É bem verdade que ao editar a Lei Maria da Penha o legislador poderia ter ampliado ainda mais a proteção da violência contra a mulher em razão do gênero, a qual ocorre não apenas no âmbito do lar, mas também em diversas outras situações, como no emprego e na faculdade.

Contudo, o intérprete não pode descolar o sentido do texto a pretexto de reescrevê-lo conforme suas preferências sob pena de violar a soberania democrática das leis produzidas, discutidas e votadas no Parlamento.

Assim mesmo que eu entenda que seria justo aplicar a lei nessas situações, devo me restringir aos limites semânticos do Direito posto, sob pena de violar a Separação de Poderes e romper a ordem constitucional.

O conceito de mulher vai encontrar uma grande confusão teórica decorrente da cisão da ideia de sexo e gênero, sendo o primeiro uma pré-determinação biológica e o segundo uma construção social.

Conservadores cristãos como eu entendem que o gênero além de uma construção social é também uma pré-determinação de ordem espiritual, mas isso é irrelevante para a aferição de sentido do que diz a lei.

Certo é que são esses dois elementos, o fator biológico e o fator social, que justificam a existência de uma lei que promove discriminação e em minha compreensão são eles que definem o que é ser mulher.

Entenda o que é discriminação positiva

O art. 5º da Constituição Federal assegura que todos são iguais perante a lei, ou seja, existe uma igualdade formal perante o ordenamento que exclui privação de direitos por conta de distinções de qualquer natureza.

Porém a lei não pode conformar o mundo material, de modo que a igualdade formal juridicamente garantida não vai fazer com que homens e mulheres sejam materialmente iguais, ou deficientes e não deficientes, crianças e idosos...

Diante de um quadro de desigualdade material o ordenamento jurídico precisa se adequar no sentido de desigualar para igualar, ou seja, identifica-se o grupo vulnerável e se legisla com o objetivo de conferir uma proteção extra a esse grupo em face dessa vulnerabilidade.

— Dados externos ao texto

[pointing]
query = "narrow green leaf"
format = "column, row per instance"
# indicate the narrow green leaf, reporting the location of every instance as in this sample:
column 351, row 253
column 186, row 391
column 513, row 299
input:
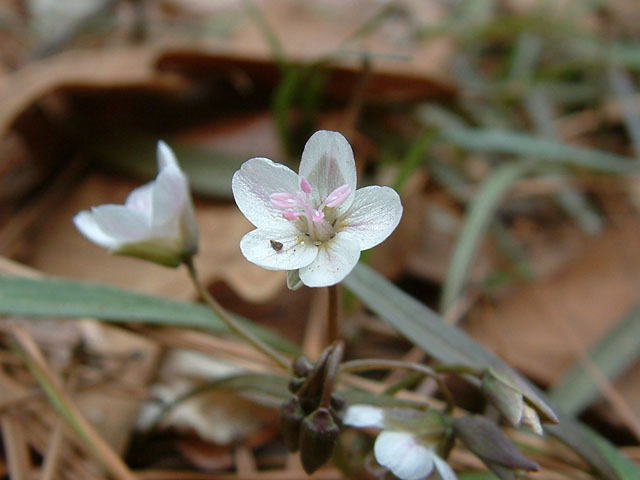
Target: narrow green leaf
column 527, row 146
column 618, row 349
column 415, row 321
column 474, row 228
column 53, row 297
column 448, row 344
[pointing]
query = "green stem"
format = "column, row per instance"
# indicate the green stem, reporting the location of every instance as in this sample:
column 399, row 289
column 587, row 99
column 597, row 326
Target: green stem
column 382, row 364
column 333, row 326
column 232, row 324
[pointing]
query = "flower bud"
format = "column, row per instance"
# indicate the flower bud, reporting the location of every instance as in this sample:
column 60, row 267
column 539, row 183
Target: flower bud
column 295, row 384
column 291, row 417
column 515, row 399
column 301, row 366
column 492, row 446
column 318, row 436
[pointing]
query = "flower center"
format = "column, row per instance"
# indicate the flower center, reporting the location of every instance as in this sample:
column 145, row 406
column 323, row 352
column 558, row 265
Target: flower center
column 299, row 207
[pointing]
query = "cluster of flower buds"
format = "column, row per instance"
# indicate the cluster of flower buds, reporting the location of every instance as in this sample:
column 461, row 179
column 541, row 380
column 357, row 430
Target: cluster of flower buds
column 311, row 419
column 515, row 399
column 485, row 439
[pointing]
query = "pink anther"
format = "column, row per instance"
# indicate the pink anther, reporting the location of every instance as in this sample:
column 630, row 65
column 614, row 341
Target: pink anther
column 290, row 215
column 283, row 200
column 305, row 185
column 318, row 216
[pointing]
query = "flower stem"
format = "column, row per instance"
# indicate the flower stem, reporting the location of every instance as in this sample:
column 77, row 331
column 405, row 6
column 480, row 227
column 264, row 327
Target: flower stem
column 333, row 321
column 382, row 364
column 232, row 324
column 333, row 365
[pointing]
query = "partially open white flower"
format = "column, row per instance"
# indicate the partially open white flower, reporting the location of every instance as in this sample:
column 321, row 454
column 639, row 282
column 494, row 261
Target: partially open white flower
column 408, row 452
column 156, row 223
column 314, row 224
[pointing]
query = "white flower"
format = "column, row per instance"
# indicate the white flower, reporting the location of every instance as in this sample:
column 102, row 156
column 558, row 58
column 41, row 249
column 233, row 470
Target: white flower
column 316, row 223
column 156, row 223
column 410, row 455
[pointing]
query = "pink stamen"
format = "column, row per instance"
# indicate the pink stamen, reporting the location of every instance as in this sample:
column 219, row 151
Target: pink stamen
column 338, row 196
column 305, row 185
column 290, row 215
column 318, row 216
column 283, row 200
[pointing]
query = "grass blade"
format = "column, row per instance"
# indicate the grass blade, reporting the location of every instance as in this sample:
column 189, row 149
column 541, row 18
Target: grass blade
column 613, row 353
column 449, row 344
column 474, row 228
column 52, row 297
column 527, row 146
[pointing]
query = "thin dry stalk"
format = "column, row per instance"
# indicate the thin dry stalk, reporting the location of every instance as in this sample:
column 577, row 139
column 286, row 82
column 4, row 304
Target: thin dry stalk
column 93, row 441
column 16, row 447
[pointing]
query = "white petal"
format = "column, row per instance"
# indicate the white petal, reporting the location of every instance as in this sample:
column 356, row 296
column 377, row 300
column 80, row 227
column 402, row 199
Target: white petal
column 165, row 156
column 169, row 194
column 141, row 199
column 364, row 416
column 279, row 248
column 406, row 458
column 122, row 224
column 445, row 471
column 254, row 183
column 336, row 258
column 327, row 163
column 374, row 214
column 86, row 223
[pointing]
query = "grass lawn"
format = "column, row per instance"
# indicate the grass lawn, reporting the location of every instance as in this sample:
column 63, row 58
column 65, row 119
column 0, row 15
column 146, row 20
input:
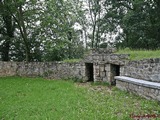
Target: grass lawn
column 39, row 99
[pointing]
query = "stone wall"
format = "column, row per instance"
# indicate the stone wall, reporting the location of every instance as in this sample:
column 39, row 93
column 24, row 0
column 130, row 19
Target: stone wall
column 147, row 69
column 54, row 70
column 146, row 92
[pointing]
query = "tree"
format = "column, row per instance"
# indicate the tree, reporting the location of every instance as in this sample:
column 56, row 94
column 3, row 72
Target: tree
column 7, row 30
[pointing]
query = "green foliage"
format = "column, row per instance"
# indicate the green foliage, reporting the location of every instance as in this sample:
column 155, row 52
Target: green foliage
column 36, row 98
column 136, row 23
column 140, row 54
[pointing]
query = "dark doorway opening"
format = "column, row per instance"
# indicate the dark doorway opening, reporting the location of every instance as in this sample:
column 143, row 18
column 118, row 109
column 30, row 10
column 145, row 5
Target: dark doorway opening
column 115, row 71
column 89, row 71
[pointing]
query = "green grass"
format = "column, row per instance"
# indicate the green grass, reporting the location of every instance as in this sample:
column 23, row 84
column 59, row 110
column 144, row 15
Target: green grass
column 39, row 99
column 140, row 54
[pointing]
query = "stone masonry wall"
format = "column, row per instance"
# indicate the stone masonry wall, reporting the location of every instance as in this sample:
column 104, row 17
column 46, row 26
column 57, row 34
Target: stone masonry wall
column 54, row 70
column 146, row 92
column 147, row 69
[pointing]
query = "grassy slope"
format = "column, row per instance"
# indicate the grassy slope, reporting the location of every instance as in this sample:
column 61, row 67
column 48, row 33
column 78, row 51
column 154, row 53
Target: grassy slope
column 140, row 54
column 39, row 99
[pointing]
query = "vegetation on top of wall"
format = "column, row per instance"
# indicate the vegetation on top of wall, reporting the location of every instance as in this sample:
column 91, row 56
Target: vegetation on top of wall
column 71, row 60
column 140, row 54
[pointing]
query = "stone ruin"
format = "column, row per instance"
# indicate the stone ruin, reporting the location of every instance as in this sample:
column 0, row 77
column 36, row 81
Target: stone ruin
column 141, row 77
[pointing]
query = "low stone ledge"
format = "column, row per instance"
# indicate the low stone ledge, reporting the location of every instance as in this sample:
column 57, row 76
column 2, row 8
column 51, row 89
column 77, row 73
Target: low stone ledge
column 146, row 89
column 139, row 82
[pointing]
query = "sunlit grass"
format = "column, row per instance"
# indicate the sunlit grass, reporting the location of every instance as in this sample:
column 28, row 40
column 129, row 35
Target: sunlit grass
column 39, row 99
column 140, row 54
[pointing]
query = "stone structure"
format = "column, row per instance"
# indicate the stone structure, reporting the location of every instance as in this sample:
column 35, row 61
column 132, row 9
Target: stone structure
column 146, row 89
column 147, row 69
column 54, row 70
column 99, row 65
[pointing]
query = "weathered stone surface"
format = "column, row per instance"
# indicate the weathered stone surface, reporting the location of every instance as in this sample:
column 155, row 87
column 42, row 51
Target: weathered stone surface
column 149, row 90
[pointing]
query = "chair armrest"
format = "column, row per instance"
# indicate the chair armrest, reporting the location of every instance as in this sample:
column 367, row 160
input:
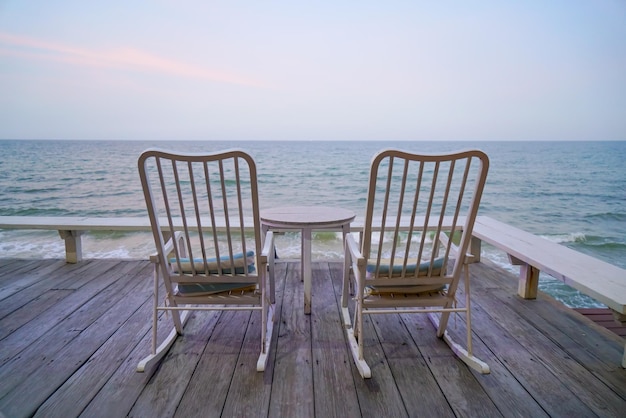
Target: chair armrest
column 355, row 252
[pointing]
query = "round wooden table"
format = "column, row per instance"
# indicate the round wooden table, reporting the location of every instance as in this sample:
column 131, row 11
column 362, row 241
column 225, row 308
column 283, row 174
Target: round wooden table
column 306, row 219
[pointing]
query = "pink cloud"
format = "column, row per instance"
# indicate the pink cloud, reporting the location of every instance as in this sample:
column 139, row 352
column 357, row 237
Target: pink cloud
column 121, row 58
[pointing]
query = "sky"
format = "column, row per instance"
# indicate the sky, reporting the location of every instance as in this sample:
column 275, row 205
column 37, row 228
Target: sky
column 313, row 70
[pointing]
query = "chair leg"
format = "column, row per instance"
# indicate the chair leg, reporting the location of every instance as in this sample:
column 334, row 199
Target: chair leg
column 354, row 334
column 471, row 360
column 162, row 349
column 266, row 338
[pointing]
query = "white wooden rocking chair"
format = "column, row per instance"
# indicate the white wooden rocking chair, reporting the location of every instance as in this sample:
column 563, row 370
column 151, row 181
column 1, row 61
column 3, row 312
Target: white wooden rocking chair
column 418, row 225
column 204, row 212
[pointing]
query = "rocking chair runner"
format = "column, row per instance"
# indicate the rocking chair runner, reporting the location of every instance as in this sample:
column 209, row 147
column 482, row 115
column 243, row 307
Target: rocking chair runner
column 202, row 208
column 418, row 225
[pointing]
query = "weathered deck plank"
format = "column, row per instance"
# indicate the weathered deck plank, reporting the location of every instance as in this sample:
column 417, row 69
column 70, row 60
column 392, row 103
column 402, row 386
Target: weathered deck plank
column 71, row 337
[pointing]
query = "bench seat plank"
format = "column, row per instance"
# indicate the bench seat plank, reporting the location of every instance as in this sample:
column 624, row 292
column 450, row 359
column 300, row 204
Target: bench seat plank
column 596, row 278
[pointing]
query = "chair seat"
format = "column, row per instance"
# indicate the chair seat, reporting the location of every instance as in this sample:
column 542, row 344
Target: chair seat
column 206, row 289
column 396, row 272
column 240, row 262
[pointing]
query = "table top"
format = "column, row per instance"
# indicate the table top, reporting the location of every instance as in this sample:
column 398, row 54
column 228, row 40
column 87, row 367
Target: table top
column 304, row 216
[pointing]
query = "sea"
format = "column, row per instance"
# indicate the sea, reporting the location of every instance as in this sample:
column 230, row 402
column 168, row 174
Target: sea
column 572, row 193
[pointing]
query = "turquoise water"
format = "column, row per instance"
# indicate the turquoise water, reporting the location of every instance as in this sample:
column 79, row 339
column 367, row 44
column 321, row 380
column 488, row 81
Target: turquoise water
column 573, row 193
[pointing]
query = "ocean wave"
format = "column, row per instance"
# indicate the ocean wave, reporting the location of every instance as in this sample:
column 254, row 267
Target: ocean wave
column 608, row 216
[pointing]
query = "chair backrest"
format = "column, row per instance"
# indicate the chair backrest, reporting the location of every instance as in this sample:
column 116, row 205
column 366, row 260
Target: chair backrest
column 213, row 200
column 411, row 193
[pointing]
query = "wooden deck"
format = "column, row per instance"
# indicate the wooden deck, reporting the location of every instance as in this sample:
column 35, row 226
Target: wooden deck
column 71, row 336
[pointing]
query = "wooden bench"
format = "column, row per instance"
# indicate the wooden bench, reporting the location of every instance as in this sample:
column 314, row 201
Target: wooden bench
column 72, row 228
column 602, row 281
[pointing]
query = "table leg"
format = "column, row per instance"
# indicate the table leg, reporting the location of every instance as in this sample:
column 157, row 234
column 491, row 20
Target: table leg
column 306, row 268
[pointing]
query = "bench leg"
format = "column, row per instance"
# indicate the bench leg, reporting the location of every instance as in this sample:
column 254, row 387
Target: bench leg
column 73, row 246
column 528, row 281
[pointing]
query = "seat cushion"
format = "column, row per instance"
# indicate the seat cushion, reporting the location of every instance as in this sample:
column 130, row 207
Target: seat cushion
column 241, row 261
column 396, row 272
column 203, row 289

Isso justifica a existência de leis como o Estatuto da Criança e do Adolescentes, o Estatuto do Idoso, a Lei de Cotas e a Lei Maria da Penha.

A Lei Maria da Penha vem atender essa vulnerabilidade da mulher em relação ao homem que se dá a meu ver por dois fatores: biológico e social.

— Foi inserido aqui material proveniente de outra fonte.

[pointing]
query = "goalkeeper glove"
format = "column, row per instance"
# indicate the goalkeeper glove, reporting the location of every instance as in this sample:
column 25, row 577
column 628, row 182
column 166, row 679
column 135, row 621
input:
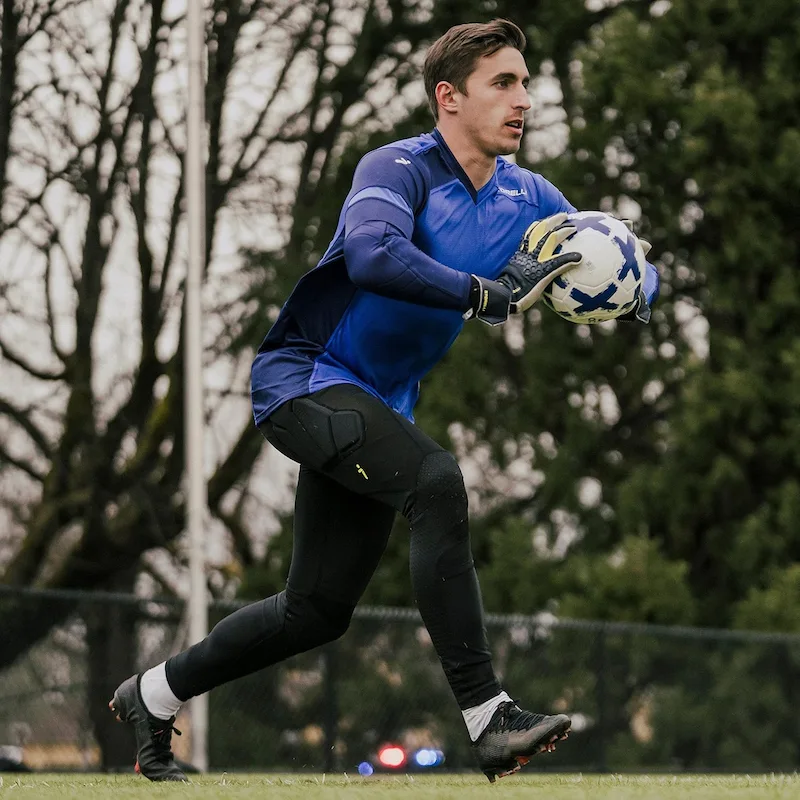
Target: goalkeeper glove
column 526, row 276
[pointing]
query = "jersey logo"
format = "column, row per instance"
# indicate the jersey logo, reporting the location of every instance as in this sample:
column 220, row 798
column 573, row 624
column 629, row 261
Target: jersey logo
column 511, row 192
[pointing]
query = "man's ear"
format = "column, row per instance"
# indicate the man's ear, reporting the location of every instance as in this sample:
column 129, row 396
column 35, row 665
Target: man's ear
column 446, row 96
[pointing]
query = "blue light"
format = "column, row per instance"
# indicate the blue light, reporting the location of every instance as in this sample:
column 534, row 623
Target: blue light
column 426, row 757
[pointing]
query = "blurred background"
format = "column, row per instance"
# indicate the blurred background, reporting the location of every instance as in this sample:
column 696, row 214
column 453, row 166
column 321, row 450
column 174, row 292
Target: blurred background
column 635, row 491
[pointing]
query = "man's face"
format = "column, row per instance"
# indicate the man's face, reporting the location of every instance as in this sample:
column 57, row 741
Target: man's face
column 491, row 112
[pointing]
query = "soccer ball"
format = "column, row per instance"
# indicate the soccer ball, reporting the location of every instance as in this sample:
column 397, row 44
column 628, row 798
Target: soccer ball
column 605, row 284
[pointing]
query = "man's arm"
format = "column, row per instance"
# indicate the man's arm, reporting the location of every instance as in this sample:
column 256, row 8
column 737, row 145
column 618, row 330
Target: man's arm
column 388, row 187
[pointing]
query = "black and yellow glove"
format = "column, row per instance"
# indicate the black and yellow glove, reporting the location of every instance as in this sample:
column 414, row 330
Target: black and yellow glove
column 529, row 272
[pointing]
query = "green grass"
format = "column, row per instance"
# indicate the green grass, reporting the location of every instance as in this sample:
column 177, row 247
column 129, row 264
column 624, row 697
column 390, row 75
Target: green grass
column 440, row 787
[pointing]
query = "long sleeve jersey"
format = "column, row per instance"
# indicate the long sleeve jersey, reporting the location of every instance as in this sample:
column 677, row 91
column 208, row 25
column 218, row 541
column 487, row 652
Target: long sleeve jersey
column 385, row 302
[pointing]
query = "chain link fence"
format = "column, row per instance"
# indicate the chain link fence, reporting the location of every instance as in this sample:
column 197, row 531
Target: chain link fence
column 641, row 697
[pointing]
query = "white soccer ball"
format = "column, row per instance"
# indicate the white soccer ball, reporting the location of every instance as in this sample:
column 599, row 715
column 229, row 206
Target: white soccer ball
column 606, row 282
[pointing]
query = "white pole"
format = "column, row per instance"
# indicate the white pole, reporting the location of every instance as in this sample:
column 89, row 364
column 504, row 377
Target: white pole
column 197, row 497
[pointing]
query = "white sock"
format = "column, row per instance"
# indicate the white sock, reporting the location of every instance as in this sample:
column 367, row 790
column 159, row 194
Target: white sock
column 158, row 698
column 477, row 717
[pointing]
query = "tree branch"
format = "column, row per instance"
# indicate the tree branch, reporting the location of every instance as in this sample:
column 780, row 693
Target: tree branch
column 15, row 358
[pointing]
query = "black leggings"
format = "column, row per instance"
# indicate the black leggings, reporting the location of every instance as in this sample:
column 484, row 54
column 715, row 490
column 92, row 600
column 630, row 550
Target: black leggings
column 360, row 462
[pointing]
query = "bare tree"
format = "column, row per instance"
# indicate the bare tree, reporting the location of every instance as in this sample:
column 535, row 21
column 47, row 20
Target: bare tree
column 91, row 157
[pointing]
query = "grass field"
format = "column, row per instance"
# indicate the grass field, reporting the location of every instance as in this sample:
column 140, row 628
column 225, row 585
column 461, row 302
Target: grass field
column 440, row 787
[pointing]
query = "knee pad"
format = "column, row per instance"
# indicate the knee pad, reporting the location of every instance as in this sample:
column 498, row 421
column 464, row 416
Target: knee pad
column 314, row 620
column 440, row 483
column 438, row 511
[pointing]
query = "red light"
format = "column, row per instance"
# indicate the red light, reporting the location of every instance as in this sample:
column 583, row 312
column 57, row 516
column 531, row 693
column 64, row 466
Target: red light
column 392, row 756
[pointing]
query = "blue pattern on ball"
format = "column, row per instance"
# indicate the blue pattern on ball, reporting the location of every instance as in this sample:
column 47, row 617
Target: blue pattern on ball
column 596, row 302
column 628, row 248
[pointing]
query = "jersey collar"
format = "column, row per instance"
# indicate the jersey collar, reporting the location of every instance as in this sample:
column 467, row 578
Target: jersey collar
column 458, row 170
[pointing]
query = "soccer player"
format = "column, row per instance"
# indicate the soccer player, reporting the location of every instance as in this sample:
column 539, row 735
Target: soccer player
column 428, row 237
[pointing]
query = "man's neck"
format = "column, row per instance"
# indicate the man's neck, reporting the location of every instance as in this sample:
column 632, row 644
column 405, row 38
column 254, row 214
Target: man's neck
column 478, row 166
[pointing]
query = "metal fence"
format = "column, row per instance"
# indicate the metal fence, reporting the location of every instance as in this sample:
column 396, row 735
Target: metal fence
column 641, row 697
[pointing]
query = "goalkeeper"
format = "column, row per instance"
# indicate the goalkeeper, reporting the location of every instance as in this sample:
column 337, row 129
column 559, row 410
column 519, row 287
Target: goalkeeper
column 428, row 237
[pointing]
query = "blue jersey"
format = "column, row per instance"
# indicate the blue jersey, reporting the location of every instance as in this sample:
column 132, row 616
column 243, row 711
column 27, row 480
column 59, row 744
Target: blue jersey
column 385, row 302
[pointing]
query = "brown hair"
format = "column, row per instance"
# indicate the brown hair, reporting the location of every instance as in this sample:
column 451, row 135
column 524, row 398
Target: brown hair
column 453, row 56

Biológico porque não obstante os organismos masculino e feminino sejam similares via de regra a compleição física do homem é mais robusta, o que lhe confere maior força, agilidade, velocidade.

Tanto é que se convencionou separar a maioria das modalidades esportivas por sexo.

É claro que existem mulheres mais fortes, resistentes e rápidas que muitos homens, mas a lei como um mandado de natureza genérica e abstrata visa contemplar a maioria das situações.

O fator social tem a ver com as discriminações e vulnerabilidades decorrentes do papel secundário ou subalterno que socialmente é conferido à mulher, tais como subsalários, jornada dupla (em casa e na rua), dependência econômica exclusiva do parceiro, dentre outras.

A meu juízo são esses dois elementos que justificam a discriminação/discrímen, como diria Celso Antônio Bandeira de Melo, e é com base neles que se deve decidir pela aplicação ou não aplicação da Lei Maria da Penha.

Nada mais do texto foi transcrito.